‘ICC, Amnesty Int’l harassing us’ – Nigeria shuts down calls to investigate EndSARS shootings

Nii Ntreh January 05, 2021
For more than two weeks, thousands of young Nigerians across the country, including those in the UK and countries in the diaspora, took to the streets demanding an end to police violence in the West African country. Photo via social media/CNN

The government of Nigeria will not investigate allegations of abuse and extrajudicial killings by security forces during the recent #EndSARS protests because that could “distract the troops from fighting insurgents in the country”.

The government’s intention was made known by the Minister of Information and Culture, Lai Mohammed, at a press conference on Monday in Lagos. The minister was speaking to what he termed “harassment” by the International Criminal Court (ICC) as well as by the human rights non-profit Amnesty International.

“While our security agencies continue to battle these bandits and terrorists, the ICC and some international human rights organizations, especially Amnesty International, have constituted themselves to another ‘fighting force’ against Nigeria, constantly harassing our security forces and threatening them with investigation and possible prosecution over alleged crimes against humanity and war crimes,” Mohammed told journalists.

He then proceeded to describe the shooting of protesters at Lekki in Lagos on October 20, 2020, an incident that forced global condemnation, as a “massacre without bodies”. This is in spite of several eye witness accounts that security forces at the tollbooth in Lekki did open fire on unarmed protesters.

Mohammed also reserved for the ICC, Nigeria’s warnings, saying:

“Nigeria did not join the ICC so it can become a pawn on the court’s chessboard. It beggars belief to see that a nation that is fighting an existential war against bandits and terrorists is constantly being held down by an international body which it willingly joined. Nigeria is a sovereign state and will not surrender its sovereignty to any organization.”

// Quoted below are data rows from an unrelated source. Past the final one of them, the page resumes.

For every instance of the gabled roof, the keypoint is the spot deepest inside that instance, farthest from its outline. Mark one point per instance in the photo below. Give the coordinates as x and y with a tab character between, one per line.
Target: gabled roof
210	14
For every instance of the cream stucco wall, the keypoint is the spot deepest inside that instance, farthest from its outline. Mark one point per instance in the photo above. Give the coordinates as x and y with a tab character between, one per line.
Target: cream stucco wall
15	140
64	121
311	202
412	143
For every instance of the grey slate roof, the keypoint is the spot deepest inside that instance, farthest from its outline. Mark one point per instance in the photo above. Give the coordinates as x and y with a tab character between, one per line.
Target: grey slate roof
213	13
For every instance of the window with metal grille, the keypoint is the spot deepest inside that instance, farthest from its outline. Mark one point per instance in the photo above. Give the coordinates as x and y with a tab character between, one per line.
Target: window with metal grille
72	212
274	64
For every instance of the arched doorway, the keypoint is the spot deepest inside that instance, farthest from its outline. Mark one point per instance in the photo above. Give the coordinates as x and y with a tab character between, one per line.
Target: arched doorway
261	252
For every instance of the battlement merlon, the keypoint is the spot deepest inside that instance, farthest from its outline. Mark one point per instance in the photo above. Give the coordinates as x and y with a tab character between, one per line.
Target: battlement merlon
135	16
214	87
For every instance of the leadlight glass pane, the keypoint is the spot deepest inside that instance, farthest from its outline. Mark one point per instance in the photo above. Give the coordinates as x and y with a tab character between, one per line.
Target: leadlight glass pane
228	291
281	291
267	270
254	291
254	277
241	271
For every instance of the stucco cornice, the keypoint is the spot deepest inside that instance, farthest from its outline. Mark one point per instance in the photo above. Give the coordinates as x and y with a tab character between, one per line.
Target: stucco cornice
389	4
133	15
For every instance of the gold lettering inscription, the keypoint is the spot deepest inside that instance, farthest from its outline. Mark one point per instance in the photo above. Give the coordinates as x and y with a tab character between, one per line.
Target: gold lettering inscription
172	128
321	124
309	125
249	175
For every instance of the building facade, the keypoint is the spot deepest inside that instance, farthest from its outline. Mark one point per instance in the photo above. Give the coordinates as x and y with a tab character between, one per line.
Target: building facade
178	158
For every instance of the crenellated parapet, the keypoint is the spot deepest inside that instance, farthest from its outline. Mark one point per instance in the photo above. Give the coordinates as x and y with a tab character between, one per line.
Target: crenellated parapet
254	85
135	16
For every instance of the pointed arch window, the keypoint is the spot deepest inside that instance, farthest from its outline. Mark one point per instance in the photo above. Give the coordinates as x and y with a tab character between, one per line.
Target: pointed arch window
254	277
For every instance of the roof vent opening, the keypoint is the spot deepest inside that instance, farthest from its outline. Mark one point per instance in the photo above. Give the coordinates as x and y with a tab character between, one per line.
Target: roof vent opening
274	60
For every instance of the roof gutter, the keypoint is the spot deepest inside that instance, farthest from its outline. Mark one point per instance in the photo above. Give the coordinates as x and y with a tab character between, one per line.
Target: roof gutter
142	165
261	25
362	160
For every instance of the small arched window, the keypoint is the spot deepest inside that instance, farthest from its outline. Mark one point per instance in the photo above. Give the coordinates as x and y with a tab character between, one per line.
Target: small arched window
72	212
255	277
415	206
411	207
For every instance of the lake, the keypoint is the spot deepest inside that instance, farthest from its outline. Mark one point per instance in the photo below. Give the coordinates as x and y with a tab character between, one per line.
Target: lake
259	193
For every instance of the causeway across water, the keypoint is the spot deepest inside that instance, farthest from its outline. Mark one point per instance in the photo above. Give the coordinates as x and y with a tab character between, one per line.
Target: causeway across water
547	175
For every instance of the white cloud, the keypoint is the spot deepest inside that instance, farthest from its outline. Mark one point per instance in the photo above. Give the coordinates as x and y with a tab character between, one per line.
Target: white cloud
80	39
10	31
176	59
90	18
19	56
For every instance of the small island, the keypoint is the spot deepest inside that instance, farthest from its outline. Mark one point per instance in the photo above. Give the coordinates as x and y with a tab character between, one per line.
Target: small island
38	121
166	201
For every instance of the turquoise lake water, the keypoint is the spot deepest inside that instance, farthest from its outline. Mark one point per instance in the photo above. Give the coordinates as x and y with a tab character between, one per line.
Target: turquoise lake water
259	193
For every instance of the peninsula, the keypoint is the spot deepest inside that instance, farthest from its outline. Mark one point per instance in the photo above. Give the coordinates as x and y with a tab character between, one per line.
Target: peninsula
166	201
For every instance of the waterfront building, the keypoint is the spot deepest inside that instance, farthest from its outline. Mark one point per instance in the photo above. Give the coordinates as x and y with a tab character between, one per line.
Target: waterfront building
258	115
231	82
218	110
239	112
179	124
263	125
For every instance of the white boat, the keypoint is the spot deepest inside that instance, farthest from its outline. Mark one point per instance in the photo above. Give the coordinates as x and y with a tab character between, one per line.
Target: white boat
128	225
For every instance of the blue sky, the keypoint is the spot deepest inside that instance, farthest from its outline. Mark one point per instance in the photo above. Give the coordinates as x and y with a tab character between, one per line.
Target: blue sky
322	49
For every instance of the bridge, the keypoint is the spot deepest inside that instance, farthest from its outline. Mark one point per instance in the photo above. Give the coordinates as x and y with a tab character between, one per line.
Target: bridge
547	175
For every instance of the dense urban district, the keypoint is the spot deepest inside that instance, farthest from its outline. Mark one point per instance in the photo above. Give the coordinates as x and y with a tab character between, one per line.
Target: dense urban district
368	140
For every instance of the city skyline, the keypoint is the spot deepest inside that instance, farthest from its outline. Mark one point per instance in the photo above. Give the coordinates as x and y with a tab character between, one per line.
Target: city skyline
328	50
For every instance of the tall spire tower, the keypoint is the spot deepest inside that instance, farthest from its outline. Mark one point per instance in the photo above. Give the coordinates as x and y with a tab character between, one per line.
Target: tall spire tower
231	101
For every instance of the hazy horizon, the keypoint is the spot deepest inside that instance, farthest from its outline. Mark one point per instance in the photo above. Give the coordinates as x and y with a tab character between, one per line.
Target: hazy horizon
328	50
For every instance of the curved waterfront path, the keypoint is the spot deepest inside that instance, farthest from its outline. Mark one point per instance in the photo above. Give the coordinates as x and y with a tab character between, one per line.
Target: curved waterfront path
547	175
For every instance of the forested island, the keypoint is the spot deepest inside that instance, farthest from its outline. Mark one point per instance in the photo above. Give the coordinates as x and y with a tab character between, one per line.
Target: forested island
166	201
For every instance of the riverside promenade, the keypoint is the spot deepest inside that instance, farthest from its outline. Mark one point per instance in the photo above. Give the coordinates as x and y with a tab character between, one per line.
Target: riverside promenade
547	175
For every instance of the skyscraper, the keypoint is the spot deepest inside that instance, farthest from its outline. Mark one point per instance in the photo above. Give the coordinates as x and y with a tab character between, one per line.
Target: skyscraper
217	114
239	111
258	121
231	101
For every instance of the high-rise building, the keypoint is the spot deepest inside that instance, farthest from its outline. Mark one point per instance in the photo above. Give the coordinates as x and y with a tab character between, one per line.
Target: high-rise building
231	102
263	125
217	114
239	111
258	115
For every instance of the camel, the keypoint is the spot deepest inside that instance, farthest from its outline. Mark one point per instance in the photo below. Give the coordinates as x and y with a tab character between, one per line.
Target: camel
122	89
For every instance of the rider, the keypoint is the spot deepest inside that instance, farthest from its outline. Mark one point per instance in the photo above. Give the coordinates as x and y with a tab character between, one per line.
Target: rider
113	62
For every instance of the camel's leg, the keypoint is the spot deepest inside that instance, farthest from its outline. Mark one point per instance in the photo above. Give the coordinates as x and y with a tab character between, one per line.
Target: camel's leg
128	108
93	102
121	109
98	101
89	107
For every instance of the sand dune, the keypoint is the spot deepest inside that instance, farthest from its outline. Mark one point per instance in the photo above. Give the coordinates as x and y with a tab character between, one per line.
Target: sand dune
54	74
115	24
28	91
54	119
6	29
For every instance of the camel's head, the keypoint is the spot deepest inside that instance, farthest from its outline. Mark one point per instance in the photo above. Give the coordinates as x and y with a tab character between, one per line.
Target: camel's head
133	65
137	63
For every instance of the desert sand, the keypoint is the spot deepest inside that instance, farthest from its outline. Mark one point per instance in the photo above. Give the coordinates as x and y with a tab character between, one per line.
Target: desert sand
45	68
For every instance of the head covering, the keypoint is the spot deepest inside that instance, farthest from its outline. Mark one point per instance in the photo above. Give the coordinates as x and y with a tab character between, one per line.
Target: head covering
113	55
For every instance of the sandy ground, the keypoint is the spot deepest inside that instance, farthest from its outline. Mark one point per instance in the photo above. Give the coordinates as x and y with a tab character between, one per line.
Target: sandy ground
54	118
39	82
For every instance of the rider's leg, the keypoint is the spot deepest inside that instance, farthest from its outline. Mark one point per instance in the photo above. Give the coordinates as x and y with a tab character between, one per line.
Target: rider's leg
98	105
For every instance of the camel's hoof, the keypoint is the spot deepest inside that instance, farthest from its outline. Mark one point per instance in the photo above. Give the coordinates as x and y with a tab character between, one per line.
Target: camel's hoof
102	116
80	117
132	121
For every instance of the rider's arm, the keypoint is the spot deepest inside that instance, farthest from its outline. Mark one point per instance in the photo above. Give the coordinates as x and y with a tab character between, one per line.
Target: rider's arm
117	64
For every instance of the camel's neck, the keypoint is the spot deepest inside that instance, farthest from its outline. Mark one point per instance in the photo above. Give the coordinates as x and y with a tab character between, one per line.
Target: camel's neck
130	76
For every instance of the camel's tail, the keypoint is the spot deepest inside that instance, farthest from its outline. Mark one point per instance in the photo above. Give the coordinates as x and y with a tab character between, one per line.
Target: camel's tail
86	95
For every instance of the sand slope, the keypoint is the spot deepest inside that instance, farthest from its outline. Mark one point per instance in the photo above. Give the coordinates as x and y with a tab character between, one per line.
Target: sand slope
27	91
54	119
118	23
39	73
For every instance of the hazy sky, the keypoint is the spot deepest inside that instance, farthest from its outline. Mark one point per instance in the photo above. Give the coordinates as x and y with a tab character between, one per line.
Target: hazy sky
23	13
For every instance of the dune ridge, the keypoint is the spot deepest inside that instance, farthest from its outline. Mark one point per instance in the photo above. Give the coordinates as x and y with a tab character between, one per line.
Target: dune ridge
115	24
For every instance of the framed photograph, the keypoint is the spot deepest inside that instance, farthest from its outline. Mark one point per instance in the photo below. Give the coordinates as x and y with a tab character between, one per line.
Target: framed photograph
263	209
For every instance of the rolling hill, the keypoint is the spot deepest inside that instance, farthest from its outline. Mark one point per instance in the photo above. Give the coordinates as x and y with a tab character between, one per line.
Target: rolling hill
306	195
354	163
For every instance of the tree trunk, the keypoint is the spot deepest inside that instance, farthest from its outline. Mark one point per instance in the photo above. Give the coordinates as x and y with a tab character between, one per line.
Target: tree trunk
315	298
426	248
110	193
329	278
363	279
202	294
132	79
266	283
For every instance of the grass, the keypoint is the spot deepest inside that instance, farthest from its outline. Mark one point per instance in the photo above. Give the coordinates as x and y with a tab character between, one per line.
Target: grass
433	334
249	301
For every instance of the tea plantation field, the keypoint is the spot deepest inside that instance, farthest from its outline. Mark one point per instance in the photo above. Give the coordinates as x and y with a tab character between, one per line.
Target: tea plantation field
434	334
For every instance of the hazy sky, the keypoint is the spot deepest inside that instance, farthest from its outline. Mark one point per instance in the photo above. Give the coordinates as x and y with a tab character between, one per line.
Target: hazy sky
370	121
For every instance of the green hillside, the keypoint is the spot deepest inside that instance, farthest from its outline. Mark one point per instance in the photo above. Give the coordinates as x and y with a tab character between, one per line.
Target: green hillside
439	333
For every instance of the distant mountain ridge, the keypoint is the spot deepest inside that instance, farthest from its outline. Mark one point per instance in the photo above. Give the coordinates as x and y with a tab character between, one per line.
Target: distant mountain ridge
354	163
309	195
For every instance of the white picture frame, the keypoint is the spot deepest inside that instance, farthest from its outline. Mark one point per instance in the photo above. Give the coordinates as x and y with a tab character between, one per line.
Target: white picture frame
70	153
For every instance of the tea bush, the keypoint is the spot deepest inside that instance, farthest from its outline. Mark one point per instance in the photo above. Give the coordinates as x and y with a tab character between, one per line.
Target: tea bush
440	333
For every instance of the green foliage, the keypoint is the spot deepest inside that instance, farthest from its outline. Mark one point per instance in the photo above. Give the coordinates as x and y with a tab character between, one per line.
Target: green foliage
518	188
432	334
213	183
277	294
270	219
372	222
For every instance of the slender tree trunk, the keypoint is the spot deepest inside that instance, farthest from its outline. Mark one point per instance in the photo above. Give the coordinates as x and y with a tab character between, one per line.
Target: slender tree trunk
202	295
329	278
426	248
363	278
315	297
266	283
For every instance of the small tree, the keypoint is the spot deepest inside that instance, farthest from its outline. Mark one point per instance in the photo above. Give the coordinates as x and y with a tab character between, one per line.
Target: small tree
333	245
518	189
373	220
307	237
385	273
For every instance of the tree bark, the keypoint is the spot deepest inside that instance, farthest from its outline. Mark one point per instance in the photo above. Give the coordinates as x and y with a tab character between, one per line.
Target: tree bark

The defensive posturing of the Nigerian government goes back to last October when hundreds of thousands of the country’s young people marched in major cities calling for police reforms among other sociopolitical changes.

Last November, Mohammed, on behalf of the government, called for CNN to be sanctioned for what he described as a reinforcement of “the disinformation that is going around” following CNN’s investigations which claimed that Nigerian protesters were shot at by security forces in Lagos.